Il caso di specie riguarda la legittimazione ad agire dei sindacati per promuovere l’azione per la repressione della condotta antisindacale ex art. 28 dello Statuto dei Lavoratori. Nello specifico, il caso riguarda un’azione avanzata da una sigla sindacale contro una società per non avergli accreditato le quote associative sindacali e per non aver riconosciuto ad un proprio iscritto la qualità di delegato della rappresentanza sindacale unitaria.

La condotta della società era stata ritenuta antisindacale sia in primo che secondo grado.

Ricorre per Cassazione la società, deducendo la violazione e falsa applicazione dell’art. 28 dello Statuto dei Lavoratori, nonché difetto di motivazione in ordine al necessario requisito della “nazionalità” dell'organizzazione sindacale - e della conseguente legittimazione ad agire della stessa - riconosciuta dai giudici del merito.

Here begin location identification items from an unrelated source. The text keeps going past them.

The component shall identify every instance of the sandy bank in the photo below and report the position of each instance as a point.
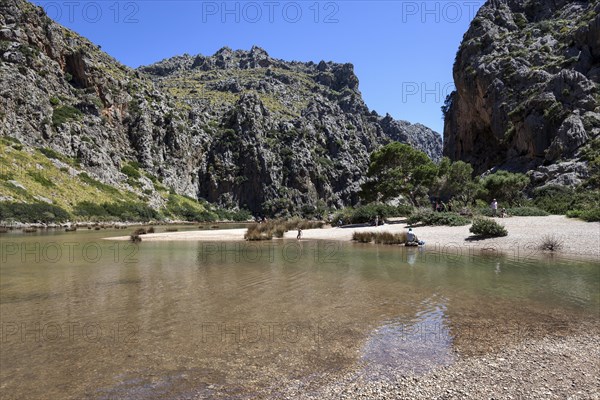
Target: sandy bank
(524, 235)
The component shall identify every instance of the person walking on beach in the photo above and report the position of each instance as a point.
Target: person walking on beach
(494, 207)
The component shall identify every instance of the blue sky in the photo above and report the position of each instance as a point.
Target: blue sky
(402, 51)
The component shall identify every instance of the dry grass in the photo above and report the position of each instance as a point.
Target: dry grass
(551, 242)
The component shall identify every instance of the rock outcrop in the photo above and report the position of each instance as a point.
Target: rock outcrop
(527, 87)
(238, 128)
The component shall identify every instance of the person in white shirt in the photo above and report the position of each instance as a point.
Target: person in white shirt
(494, 207)
(411, 237)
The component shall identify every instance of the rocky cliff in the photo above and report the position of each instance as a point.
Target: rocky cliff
(238, 128)
(527, 89)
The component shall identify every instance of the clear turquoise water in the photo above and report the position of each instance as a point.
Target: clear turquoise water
(83, 317)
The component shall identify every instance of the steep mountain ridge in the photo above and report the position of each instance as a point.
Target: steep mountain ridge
(527, 89)
(238, 128)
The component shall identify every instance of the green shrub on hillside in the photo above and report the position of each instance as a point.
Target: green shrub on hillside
(122, 211)
(30, 213)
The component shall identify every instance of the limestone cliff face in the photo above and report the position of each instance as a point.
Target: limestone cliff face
(238, 128)
(527, 87)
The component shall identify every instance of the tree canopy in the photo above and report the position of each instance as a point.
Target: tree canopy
(398, 169)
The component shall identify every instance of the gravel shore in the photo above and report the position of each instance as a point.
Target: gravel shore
(524, 236)
(547, 368)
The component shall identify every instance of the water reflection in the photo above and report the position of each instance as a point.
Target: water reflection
(173, 320)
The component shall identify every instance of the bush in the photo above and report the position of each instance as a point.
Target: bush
(41, 179)
(97, 184)
(551, 242)
(487, 228)
(590, 215)
(428, 217)
(362, 237)
(188, 209)
(368, 212)
(240, 215)
(504, 186)
(554, 199)
(379, 237)
(526, 212)
(258, 232)
(131, 171)
(277, 228)
(135, 238)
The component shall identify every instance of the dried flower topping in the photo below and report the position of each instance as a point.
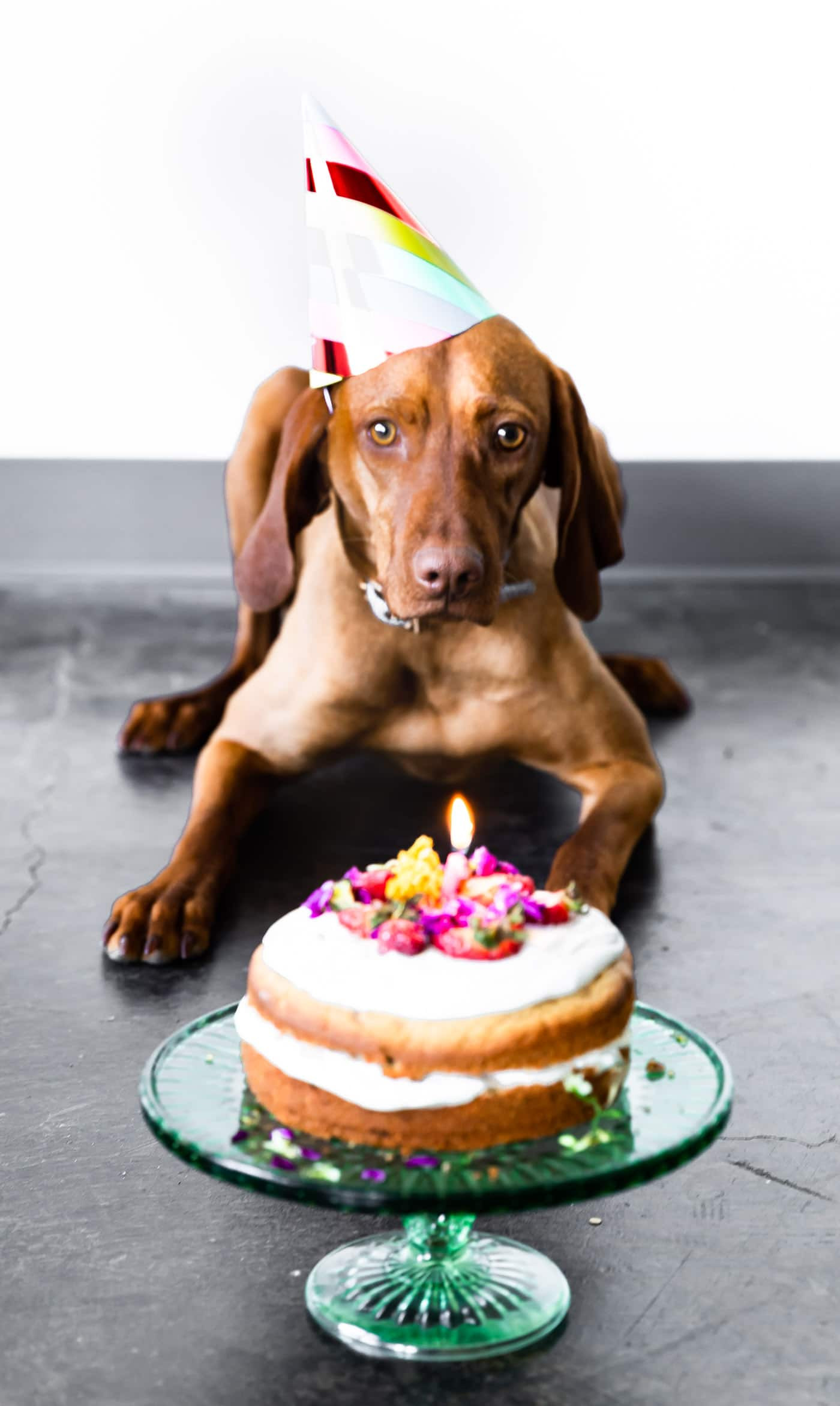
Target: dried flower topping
(416, 871)
(471, 907)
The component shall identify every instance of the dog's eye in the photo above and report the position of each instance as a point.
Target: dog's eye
(382, 432)
(512, 436)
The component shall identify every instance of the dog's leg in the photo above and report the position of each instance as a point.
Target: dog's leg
(596, 743)
(620, 801)
(183, 722)
(651, 683)
(172, 916)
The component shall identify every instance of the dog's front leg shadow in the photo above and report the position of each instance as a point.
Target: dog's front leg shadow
(172, 916)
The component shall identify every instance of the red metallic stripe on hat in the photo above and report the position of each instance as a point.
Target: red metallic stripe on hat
(329, 356)
(355, 185)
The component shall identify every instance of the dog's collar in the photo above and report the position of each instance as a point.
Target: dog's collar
(513, 591)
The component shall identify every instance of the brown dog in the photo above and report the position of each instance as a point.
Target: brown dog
(436, 477)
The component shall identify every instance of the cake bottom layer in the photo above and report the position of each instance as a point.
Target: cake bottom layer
(497, 1117)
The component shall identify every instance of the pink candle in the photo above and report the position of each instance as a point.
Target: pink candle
(455, 871)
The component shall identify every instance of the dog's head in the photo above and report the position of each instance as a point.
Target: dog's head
(431, 458)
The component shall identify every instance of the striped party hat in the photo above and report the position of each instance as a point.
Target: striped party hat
(378, 281)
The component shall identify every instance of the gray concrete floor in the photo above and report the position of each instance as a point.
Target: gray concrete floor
(127, 1278)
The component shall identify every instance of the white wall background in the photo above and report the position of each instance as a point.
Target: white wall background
(651, 190)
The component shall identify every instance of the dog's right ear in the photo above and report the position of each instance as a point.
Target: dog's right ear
(265, 571)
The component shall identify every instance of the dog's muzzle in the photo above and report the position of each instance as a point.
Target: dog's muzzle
(513, 591)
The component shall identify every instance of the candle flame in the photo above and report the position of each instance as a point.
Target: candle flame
(461, 823)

La Corte di Cassazione ha ritenuto il ricorso infondato, affermando innanzitutto che, ai fini della legittimazione a promuovere l'azione prevista dall’art. 28 St. Lav., per "associazioni sindacali nazionali" devono intendersi le associazioni che abbiano una struttura organizzativa articolata a livello nazionale e che svolgano attività sindacale su tutto o su ampia parte del territorio nazionale, mentre non è necessaria la sottoscrizione dei contratti collettivi nazionali (cfr. Cass. n. 12855/2014) che rimane, comunque, un indice tipico - ma non l'unico - rilevante ai fini della individuazione del requisito della nazionalità.

Non deve quindi confondersi, prosegue la Corte, la legittimazione ai fini dell’art. 28 cit. con i requisiti richiesti dall'art. 19 St. Lav. per la costituzione di rappresentanze sindacali; l'art. 19, a questo specifico fine, richiede infatti la sottoscrizione di contratti collettivi nazionali (o anche provinciali o aziendali, purché applicati in azienda), mentre l'art. 28 non prevede analogo requisito, ma richiede esclusivamente che l'associazione sia “nazionale”.

Ciò premesso, l’accertamento di fatto relativo al requisito di rappresentatività necessario per l'accesso alla tutela prevista dall'art. 28 dello Statuto costituisce indagine demandata al giudice di merito e, pertanto, è incensurabile, in sede di legittimità, ove assistita da sufficiente motivazione.

Ebbene, la Corte di merito ha fatto corretta applicazione dei principi sopra richiamati in quanto ha ritenuto sussistente il requisito della nazionalità del sindacato ricorrente sulla scorta di una serie di elementi, tra cui anche l’aver sottoscritto numerosi accordi a tutti i livelli con società di rilievo e diffusione nazionale.

Il ricorso per cassazione, in sostanza, propone una diversa valutazione del quadro probatorio che non è consentita in sede di legittimità, quando, come nel caso in esame, la motivazione sia adeguata. Per tali motivi, la Corte di Cassazione ha concluso per il rigetto del ricorso.